Milliseconds matter: How Stack Overflow uses Grafana to optimize its systems
Stack Overflow’s custom monitoring tool Opserver provided purpose-built dashboards, but lacked a way to easily create custom self-service dashboards. They needed a tool to allow their developers and SRE teams the freedom to quickly create custom-tailored dashboards to visualize data from OpenTSDB, Elasticsearch, and their alerting tools, all in the same experience. They wanted to empower the teams that knew the data the best.
2020欧洲杯积分榜Stack Overflow’s Ad-server team was the first to discover Grafana. They were searching for a tool to create custom server latency dashboards. Displaying ads on a website is latency sensitive; a millisecond delay can have a huge impact on revenue. Server latency also affects which ads are displayed to whom on the site. The quicker the ad is served, the more targeted it can be for the user. Grafana’s real-time dashboards were critical in discovering where the Ad-Server team could optimize to have the best server performance possible. Grafana quickly spread from the Ad-Server team to other teams at Stack Overflow, since it can visualize data from many different data sources, both open source and commercial. For Stack Overflow, this meant OpenTSDB data could be visualized alongside Elasticsearch data, which could be viewed alongside their custom alerting data from Bosun.
The Bosun alerting system and a new Grafana plugin
is an open source alerting system Stack Overflow created. It has an expressive domain-specific language for evaluating alerts and creating detailed notifications. It also tests alerts against history for a faster development experience. Bosun is robust, but comes with a complex user interface and an often steep learning curve. Its visualization options are also limited. In Kyle’s recent GrafanaCon talk, “,” he described monitoring as “a medium for humans to communicate with other humans through machines.” The Bosun project reflects a deep understanding of the impact of alerting on culture, which Kyle is extremely sensitive to. An intuitive UI and consistent user experience are key to making complex systems easier to understand – something Grafana has always prioritized. So the team decided to build a plugin to bring the power of Bosun into Grafana’s user-friendly interface.
2020欧洲杯积分榜Grafana’s plugin architecture allowed the Stack Overflow team to create a data source plugin for Bosun to visualize Bosun alerting data directly in Grafana. Since Grafana is more user-friendly, people tend to pick it up more naturally. We have turned Grafana users into Bosun consumers, and soon hope to turn Bosun consumers into Bosun authors.
– Kyle Brandt, Director, Site Reliability, Stack Overflow
Stack Overflow is focused on the audience and placing yourself in their shoes. Think of what they know and what they might not know. Don’t tell them what they need to know; show them what they need to know on a Grafana dashboard.

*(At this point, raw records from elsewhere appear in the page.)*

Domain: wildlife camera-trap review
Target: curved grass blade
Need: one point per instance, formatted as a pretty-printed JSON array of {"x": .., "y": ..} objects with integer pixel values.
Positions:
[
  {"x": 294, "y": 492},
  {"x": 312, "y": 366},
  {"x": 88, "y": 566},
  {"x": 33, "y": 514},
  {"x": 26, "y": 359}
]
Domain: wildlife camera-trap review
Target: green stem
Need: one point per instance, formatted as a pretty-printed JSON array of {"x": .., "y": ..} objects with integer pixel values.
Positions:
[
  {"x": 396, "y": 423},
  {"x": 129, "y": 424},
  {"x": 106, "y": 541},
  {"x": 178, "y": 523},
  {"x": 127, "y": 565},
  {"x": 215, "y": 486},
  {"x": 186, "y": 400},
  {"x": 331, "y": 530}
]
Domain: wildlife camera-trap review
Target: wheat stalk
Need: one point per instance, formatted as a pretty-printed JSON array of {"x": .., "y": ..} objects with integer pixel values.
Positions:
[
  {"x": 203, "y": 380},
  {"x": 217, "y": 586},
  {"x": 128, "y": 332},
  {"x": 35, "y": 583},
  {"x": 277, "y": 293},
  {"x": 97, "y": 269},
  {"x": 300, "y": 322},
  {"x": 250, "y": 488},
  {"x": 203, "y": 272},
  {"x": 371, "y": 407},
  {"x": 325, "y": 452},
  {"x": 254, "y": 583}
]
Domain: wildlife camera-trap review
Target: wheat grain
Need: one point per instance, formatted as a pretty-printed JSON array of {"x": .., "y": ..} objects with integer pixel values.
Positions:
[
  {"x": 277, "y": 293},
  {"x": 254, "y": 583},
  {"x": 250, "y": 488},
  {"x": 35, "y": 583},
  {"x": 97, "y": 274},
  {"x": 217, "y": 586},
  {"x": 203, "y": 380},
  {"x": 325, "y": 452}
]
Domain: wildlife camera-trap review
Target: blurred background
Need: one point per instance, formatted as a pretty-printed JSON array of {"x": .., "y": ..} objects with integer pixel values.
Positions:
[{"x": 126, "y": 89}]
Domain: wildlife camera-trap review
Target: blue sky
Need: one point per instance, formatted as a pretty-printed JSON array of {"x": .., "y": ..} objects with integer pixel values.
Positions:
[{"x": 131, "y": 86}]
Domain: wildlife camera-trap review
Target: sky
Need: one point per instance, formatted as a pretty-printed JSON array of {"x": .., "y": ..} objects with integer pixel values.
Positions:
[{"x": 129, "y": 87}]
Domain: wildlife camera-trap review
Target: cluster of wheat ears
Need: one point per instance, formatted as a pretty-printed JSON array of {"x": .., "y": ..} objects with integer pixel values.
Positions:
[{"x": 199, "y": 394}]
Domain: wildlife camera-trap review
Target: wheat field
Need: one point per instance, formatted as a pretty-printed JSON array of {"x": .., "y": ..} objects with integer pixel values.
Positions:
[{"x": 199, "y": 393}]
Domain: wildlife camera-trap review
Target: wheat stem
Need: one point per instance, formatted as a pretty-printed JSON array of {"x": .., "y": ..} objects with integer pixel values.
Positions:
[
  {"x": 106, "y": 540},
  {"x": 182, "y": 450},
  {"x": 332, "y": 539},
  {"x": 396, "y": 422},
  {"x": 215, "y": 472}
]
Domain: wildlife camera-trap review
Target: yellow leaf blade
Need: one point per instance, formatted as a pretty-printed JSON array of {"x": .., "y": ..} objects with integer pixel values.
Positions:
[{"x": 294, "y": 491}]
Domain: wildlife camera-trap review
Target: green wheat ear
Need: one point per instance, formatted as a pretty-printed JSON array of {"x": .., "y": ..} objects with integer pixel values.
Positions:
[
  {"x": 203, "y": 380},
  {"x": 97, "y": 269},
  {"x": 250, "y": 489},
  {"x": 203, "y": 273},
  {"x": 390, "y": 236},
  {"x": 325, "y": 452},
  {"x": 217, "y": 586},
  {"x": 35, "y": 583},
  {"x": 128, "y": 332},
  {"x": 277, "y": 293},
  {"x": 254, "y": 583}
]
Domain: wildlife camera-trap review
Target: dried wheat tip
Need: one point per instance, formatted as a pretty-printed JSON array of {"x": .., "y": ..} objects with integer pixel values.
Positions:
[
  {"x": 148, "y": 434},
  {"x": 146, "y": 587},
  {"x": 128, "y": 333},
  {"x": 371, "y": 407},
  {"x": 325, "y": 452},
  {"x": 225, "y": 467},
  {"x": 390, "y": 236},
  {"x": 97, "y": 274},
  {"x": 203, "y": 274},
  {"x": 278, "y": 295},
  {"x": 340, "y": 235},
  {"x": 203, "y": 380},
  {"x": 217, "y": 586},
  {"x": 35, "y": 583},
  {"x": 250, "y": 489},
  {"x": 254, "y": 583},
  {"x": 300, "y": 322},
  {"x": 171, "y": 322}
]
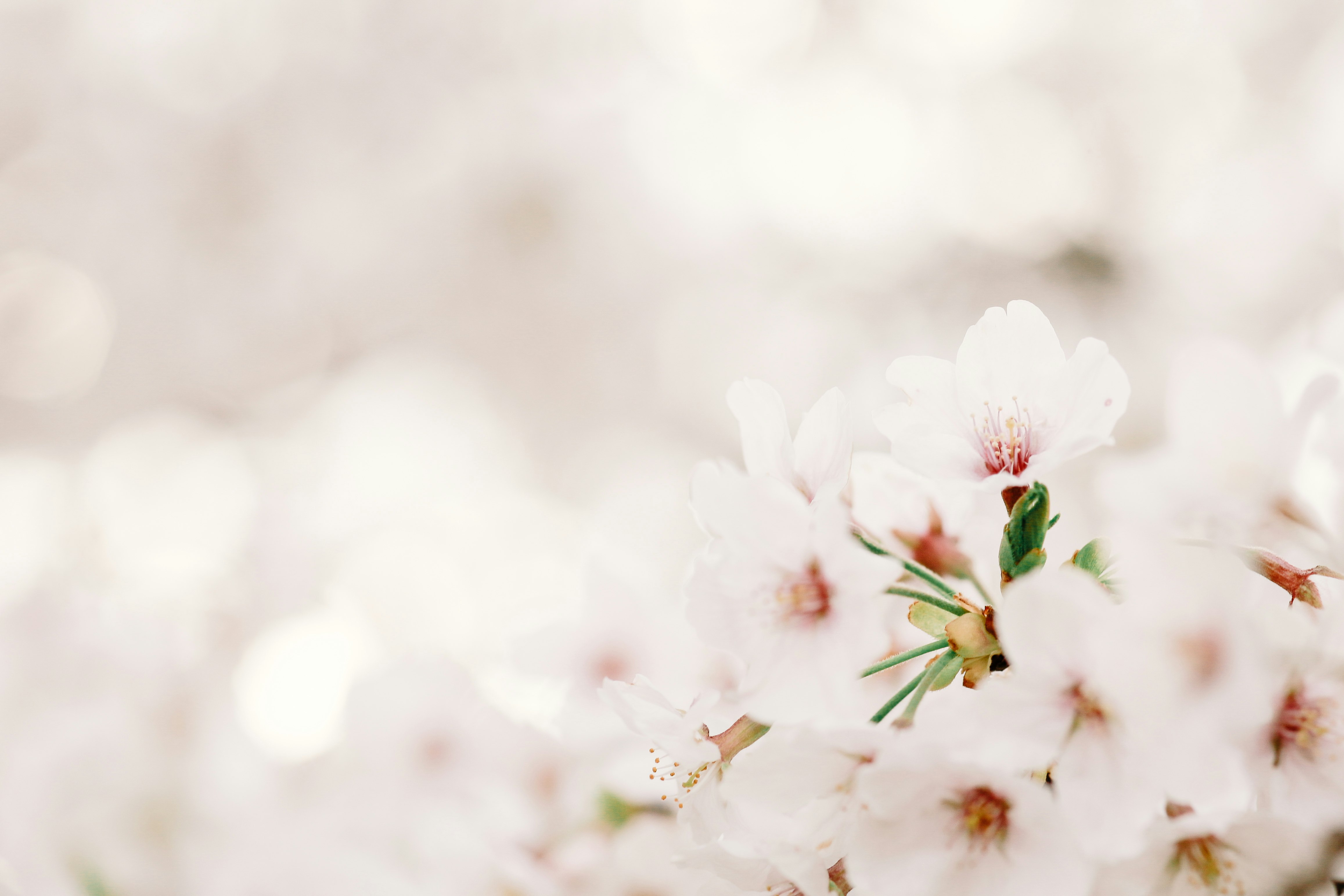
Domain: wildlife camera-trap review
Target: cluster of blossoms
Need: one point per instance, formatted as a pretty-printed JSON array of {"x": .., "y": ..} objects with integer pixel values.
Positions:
[{"x": 1134, "y": 715}]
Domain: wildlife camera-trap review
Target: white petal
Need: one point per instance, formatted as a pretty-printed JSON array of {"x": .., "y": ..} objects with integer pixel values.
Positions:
[
  {"x": 1088, "y": 395},
  {"x": 932, "y": 434},
  {"x": 760, "y": 515},
  {"x": 767, "y": 448},
  {"x": 1009, "y": 354},
  {"x": 824, "y": 444},
  {"x": 647, "y": 713}
]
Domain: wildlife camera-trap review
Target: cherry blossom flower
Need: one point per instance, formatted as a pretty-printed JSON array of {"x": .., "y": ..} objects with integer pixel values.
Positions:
[
  {"x": 1010, "y": 409},
  {"x": 1193, "y": 855},
  {"x": 1300, "y": 757},
  {"x": 1073, "y": 703},
  {"x": 788, "y": 801},
  {"x": 816, "y": 461},
  {"x": 787, "y": 588},
  {"x": 679, "y": 734},
  {"x": 932, "y": 827}
]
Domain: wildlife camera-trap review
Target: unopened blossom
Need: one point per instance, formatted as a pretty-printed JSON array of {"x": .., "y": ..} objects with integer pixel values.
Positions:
[
  {"x": 913, "y": 516},
  {"x": 787, "y": 588},
  {"x": 1293, "y": 580},
  {"x": 931, "y": 827},
  {"x": 814, "y": 461},
  {"x": 1011, "y": 406}
]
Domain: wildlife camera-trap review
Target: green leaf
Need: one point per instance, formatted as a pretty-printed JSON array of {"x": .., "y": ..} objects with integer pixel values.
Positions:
[
  {"x": 931, "y": 620},
  {"x": 1029, "y": 563},
  {"x": 1097, "y": 559},
  {"x": 1023, "y": 543}
]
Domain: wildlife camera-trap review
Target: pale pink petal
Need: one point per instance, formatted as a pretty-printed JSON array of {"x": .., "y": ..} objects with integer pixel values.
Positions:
[
  {"x": 767, "y": 448},
  {"x": 824, "y": 444}
]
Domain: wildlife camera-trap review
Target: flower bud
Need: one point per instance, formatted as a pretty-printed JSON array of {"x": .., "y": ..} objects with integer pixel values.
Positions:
[
  {"x": 937, "y": 550},
  {"x": 1022, "y": 549},
  {"x": 1097, "y": 559},
  {"x": 738, "y": 737},
  {"x": 1285, "y": 575},
  {"x": 972, "y": 636}
]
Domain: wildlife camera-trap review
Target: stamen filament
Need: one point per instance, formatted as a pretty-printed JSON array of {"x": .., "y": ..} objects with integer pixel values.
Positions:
[
  {"x": 901, "y": 657},
  {"x": 928, "y": 598}
]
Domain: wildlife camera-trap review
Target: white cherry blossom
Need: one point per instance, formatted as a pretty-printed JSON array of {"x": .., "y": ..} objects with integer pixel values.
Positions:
[
  {"x": 788, "y": 589},
  {"x": 1300, "y": 757},
  {"x": 646, "y": 711},
  {"x": 788, "y": 800},
  {"x": 815, "y": 461},
  {"x": 1193, "y": 855},
  {"x": 932, "y": 827},
  {"x": 1073, "y": 702},
  {"x": 1010, "y": 409}
]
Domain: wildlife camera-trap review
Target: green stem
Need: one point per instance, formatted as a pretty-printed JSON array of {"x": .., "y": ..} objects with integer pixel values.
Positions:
[
  {"x": 913, "y": 567},
  {"x": 873, "y": 546},
  {"x": 901, "y": 695},
  {"x": 908, "y": 718},
  {"x": 929, "y": 575},
  {"x": 979, "y": 588},
  {"x": 901, "y": 657},
  {"x": 928, "y": 598}
]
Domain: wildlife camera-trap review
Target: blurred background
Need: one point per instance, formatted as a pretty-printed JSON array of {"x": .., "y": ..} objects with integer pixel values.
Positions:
[{"x": 354, "y": 357}]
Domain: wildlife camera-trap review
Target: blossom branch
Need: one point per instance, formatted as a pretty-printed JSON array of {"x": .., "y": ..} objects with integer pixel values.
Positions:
[{"x": 901, "y": 657}]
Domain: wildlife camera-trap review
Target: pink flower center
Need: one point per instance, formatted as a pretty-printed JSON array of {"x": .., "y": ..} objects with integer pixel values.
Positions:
[
  {"x": 1205, "y": 860},
  {"x": 807, "y": 595},
  {"x": 1005, "y": 441},
  {"x": 982, "y": 816},
  {"x": 1302, "y": 725},
  {"x": 1088, "y": 710}
]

– Kyle Brandt2020欧洲杯积分榜, Director, Site Reliability, Stack Overflow
Grafana allows teams across Stack Overflow to quickly and easily build custom self-service dashboards for what’s important to them, no matter where the data lives or which database it’s stored in. Because Grafana is open source and has a robust plugin architecture, the Bosun team was able to create a plugin to leverage its powerful alerting system, and can now visualize the data in new ways. The new plugin empowers users new to Bosun to write queries and set alerts directly from Grafana’s UI, as well as the flexibility to leverage Bosun’s native expression language. With the popularity of the Bosun plugin internally, the team shared the plugin with the entire stevenscion.community, and it has been installed thousands of times by users of both projects.
Related Case Studies
After trying to DIY, Wix embraces Grafana Cloud
Metrics is an important part of Wix’s culture, so Grafana Cloud was chosen to monitor mission-critical systems.
DigitalOcean gains new insight with Grafana visualizations
The company relies on Grafana to be the consolidated data visualization and dashboard solution for sharing data.
Grafana enhances end user experience for Apica Systems
The company uses Grafana alongside its SaaS product to detect availability and performance issues before they affect users.